The answer to “what is Firefox?” on Mozilla’s FAQ page about its browser used to read:
The Firefox Browser is the only major browser backed by a not-for-profit that doesn’t sell your personal data to advertisers while helping you protect your personal information.
Now it just says:
The Firefox Browser, the only major browser backed by a not-for-profit, helps you protect your personal information.
In other words, Mozilla is no longer willing to commit to not selling your personal data to advertisers.
A related change was also highlighted by mozilla.org commenter jkaelin, who linked direct to the source code for that FAQ page. To answer the question, “is Firefox free?” Moz used to say:
Yep! The Firefox Browser is free. Super free, actually. No hidden costs or anything. You don’t pay anything to use it, and we don’t sell your personal data.
Now it simply reads:
Yep! The Firefox Browser is free. Super free, actually. No hidden costs or anything. You don’t pay anything to use it.

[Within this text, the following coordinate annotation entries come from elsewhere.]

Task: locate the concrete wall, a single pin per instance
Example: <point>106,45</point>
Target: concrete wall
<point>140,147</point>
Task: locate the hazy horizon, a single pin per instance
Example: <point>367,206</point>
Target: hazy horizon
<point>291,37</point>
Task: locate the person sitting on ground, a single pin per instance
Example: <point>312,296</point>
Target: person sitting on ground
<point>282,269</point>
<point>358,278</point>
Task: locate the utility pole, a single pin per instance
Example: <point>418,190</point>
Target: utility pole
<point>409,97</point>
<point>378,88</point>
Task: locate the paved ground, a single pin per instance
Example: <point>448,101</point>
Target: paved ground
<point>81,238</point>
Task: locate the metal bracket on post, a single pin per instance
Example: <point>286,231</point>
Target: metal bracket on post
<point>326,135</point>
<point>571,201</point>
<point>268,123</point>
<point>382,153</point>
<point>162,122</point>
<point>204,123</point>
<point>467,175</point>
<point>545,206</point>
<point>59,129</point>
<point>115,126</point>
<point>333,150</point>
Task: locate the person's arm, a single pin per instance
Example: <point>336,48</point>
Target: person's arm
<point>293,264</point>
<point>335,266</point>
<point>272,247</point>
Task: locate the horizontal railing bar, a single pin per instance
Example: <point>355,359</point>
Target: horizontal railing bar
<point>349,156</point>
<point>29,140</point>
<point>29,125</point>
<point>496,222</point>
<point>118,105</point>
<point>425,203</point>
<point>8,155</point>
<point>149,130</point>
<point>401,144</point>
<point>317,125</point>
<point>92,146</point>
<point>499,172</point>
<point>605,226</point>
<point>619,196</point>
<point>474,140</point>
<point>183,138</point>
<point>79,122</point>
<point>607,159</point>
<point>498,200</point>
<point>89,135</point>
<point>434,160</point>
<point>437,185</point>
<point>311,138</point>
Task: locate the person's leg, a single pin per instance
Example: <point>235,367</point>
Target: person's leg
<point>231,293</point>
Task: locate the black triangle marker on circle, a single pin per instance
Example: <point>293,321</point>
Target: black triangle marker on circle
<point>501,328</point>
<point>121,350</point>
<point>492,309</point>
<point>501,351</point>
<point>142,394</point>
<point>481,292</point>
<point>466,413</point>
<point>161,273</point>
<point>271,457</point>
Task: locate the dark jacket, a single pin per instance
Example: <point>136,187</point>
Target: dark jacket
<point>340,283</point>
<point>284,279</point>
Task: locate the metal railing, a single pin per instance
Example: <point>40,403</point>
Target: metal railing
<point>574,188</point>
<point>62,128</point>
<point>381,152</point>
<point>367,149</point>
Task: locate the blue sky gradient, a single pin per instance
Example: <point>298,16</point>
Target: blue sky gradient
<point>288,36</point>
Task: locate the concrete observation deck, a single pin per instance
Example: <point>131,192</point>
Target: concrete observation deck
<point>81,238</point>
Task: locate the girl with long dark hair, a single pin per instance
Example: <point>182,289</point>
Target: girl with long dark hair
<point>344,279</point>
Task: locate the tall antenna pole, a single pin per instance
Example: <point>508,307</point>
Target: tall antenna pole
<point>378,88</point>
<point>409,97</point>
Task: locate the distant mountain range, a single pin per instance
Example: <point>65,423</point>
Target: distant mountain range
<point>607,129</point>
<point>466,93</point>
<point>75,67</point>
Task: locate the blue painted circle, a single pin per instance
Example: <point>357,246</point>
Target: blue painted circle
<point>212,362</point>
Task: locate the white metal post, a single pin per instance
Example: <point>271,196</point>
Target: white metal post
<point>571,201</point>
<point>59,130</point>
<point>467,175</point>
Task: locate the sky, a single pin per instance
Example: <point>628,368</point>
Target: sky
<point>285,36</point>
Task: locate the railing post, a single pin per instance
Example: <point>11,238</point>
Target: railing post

Again, a pledge to not sell people’s data has disappeared. Varma insisted this is the result of the fluid definition of “sell” in the context of data sharing and privacy.
I see so that’s why this person has negative 30 upvotes for mentioning they hope people will leave them alone for using a different browser…
My guess is that they got downvoted because their comment makes no sense, while being angry about it.
If people were criticising their usage of Brave, why would they stop now? It makes no sense. Firefox getting worse doesn’t make Brave any better. People who disliked it will still dislike it and people who liked it will still like it.
He is right to be annoyed about getting lectured, but it’s silly to think that this news about a different, unrelated browser has any bearing on it.
Person A->Person B: Doing X is stupid you shouldn’t do X you should do Y
Person A: Y is now X. Person A is now doing X.
Person B:-> I can finally stop having people bitch about me doing X
Person A: Nuh uh X is stupid
How’s that comment makes no sense break down in logical terms?
It’s not what happened. If the original comment was “I hope people will stop lecturing me about Firefox being great” it would make sense, but it didn’t mention Y, or Firefox, at all.
Even then, your breakdown still doesn’t seem logical to me. Person B can expect people to stop recommending them Y, but they have no reason to expect people will stop criticising X, as nothing changed about X.